La méthode n’est pas parfaite car les systèmes de failles ne sont pas entièrement connus, a déclaré Savage, mais elle complète les archives historiques et géologiques.

« Nous sommes en mesure d’installer une variété de propriétés qui, selon nous, pourraient exister et d’obtenir une gamme de tremblements de terre potentiels et de tsunamis potentiels qui pourraient survenir », a déclaré Hughes.

Dans la nouvelle étude, publiée le 29 novembre dans la revue Terre Solide JGR, les chercheurs ont créé un catalogue de 30 000 ans de temps simulé axé sur les systèmes de failles autour de la Nouvelle-Zélande. Les résultats ont révélé 2 585 tremblements de terre d’une magnitude comprise entre 7,0 et 9,25.

Le modèle suggère que la zone de subduction de Hikurangi est la source la plus dangereuse de séismes de tsunami près de la Nouvelle-Zélande, bien que la zone de subduction Tonga-Kermadec au nord de l’île du Nord puisse également générer de grands séismes provoquant des tsunamis, juste un peu plus loin du rivage. Les chercheurs ont été surpris de constater que le risque de tsunami était causé par des failles plus petites et moins profondes appelées failles crustales, plutôt que par les failles de subduction elles-mêmes, a expliqué Hughes.

« Oui, les zones de subduction font ce que nous attendons d’elles », a-t-elle déclaré, « mais nos failles crustales présentent également une composante importante du risque dont nous devons également tenir compte. »

L’équipe a découvert que la hauteur maximale d’un tsunami était de 92 pieds, ce qui résulterait d’un tremblement de terre de magnitude 9,13 à environ 394 miles (634 kilomètres) au nord-est d’Auckland dans le Pacifique Sud. Le Tsunami du Tohoku au Japon en 2011 était une vague de 130 pieds (40 mètres), à titre de comparaison.

Les résultats suggèrent que la Nouvelle-Zélande peut s’attendre à un tsunami de 16,4 pieds (5 m) environ tous les 77 ans, avec une vague d’au moins 49,2 pieds (15 m) environ tous les 580 ans.

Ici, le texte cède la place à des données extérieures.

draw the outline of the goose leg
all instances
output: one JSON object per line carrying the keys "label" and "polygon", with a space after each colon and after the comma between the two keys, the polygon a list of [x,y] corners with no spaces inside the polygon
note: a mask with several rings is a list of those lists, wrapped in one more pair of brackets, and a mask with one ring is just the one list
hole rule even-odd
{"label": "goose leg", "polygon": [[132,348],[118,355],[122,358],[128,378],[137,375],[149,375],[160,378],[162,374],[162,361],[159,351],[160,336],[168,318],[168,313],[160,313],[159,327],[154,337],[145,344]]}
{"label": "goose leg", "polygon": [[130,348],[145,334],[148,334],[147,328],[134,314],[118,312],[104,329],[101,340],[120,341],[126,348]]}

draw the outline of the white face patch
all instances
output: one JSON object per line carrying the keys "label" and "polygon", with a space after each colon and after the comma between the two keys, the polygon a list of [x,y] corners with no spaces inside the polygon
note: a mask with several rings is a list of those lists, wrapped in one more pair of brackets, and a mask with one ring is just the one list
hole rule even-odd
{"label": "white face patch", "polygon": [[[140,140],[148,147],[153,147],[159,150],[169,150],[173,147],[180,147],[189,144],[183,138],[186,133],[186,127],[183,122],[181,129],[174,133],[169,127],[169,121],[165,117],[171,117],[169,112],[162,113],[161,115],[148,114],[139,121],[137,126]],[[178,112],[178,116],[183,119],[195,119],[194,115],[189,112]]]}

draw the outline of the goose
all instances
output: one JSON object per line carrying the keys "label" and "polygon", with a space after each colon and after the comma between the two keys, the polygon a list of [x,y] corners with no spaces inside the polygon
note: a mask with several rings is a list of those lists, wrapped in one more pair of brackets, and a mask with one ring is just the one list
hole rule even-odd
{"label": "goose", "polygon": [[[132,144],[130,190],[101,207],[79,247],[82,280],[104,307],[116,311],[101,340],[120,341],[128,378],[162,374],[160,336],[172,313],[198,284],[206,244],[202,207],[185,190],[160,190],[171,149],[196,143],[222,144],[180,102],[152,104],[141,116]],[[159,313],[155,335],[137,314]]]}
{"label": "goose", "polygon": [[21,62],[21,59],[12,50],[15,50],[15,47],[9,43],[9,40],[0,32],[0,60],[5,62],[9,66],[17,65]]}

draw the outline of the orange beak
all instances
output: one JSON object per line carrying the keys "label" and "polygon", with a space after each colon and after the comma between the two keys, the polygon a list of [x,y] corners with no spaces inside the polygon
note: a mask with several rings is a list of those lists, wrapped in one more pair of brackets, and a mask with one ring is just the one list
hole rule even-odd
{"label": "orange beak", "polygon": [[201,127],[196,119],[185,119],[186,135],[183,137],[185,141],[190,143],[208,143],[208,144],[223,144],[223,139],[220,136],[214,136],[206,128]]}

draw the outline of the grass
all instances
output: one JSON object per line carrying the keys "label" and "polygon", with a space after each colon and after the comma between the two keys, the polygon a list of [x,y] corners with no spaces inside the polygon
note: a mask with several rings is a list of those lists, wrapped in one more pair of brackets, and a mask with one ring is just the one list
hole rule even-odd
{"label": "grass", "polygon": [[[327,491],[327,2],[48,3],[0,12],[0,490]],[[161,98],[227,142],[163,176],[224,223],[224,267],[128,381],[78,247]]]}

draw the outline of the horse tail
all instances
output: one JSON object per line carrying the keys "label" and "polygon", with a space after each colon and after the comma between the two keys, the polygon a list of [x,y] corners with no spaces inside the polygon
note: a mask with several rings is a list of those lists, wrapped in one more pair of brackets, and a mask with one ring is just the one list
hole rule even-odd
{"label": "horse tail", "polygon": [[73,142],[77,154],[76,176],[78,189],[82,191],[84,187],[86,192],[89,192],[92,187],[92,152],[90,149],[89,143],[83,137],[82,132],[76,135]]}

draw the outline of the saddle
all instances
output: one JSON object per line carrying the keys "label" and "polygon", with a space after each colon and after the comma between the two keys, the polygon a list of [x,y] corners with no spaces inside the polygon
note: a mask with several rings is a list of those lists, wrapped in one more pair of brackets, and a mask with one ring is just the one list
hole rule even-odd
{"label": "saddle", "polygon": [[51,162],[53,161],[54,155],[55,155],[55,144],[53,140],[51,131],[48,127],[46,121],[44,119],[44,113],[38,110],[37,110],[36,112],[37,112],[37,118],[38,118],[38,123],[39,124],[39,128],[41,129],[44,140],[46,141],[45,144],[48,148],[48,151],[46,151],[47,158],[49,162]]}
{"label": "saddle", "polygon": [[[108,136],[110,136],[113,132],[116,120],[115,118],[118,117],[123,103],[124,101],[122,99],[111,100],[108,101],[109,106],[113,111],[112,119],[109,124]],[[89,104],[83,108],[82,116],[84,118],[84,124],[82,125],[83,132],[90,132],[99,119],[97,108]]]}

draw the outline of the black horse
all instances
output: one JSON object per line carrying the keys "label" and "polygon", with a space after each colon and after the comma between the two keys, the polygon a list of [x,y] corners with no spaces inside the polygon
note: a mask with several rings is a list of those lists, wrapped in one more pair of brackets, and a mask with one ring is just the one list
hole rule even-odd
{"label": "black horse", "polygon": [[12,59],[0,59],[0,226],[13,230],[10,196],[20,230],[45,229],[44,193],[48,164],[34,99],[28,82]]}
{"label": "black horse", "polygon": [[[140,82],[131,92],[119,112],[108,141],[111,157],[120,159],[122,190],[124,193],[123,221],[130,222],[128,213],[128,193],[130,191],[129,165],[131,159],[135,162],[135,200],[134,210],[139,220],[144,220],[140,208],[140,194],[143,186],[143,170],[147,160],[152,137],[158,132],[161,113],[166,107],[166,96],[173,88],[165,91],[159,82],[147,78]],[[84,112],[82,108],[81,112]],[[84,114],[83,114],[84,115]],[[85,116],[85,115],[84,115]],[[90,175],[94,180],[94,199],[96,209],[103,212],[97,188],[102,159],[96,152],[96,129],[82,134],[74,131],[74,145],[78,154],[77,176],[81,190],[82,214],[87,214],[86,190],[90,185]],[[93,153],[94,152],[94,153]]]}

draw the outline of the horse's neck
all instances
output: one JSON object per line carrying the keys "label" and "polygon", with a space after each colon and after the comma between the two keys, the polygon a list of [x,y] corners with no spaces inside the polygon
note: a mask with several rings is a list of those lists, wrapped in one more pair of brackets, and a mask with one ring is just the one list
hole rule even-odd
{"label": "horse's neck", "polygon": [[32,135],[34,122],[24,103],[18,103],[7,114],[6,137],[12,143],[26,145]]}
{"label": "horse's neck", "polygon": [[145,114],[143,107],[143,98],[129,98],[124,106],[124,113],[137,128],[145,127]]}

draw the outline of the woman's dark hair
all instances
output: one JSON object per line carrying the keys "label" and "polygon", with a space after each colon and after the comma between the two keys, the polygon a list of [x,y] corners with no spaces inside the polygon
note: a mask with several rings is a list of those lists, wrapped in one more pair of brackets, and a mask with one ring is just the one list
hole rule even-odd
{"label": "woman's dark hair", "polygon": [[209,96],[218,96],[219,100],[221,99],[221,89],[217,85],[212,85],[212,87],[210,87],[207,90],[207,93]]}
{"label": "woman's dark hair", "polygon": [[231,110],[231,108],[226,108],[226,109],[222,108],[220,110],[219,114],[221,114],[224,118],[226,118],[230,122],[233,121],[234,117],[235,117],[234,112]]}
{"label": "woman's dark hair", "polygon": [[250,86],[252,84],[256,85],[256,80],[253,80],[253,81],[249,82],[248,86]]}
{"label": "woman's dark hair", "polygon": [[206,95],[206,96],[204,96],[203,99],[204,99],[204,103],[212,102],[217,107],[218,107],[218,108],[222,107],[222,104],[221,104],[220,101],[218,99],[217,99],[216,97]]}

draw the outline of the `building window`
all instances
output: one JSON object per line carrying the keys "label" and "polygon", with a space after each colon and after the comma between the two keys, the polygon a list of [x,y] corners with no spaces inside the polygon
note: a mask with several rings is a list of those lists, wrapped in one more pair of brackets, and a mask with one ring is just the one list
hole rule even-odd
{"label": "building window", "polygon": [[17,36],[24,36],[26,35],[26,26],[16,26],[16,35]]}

Les tsunamis de plus d’un mètre de haut déclenchent des évacuations terrestres, a déclaré Hughes, tandis que des vagues plus petites peuvent endommager les ports et les ports.

Bien que ce soit la première fois que la méthode des tremblements de terre synthétiques est utilisée pour étudier les tsunamis, la même chose pourrait être faite pour d’autres endroits à risque dans le monde, a déclaré Hughes. Il reste également du travail à faire pour cartographier les risques pour la Nouvelle-Zélande, a-t-elle ajouté. L’étude actuelle n’a pas pris en compte les tremblements de terre lointains autour du Pacifique, qui peuvent provoquer des vagues de tsunami qui résonnent dans tout l’océan.

« C’est un grand pas en avant dans l’évaluation des risques que nous pouvons désormais créer une chaîne allant de ce qui crée les tremblements de terre à ce à quoi ressemble le tremblement de terre, et ensuite à quoi cela ressemble pour le tsunami », a déclaré Hughes.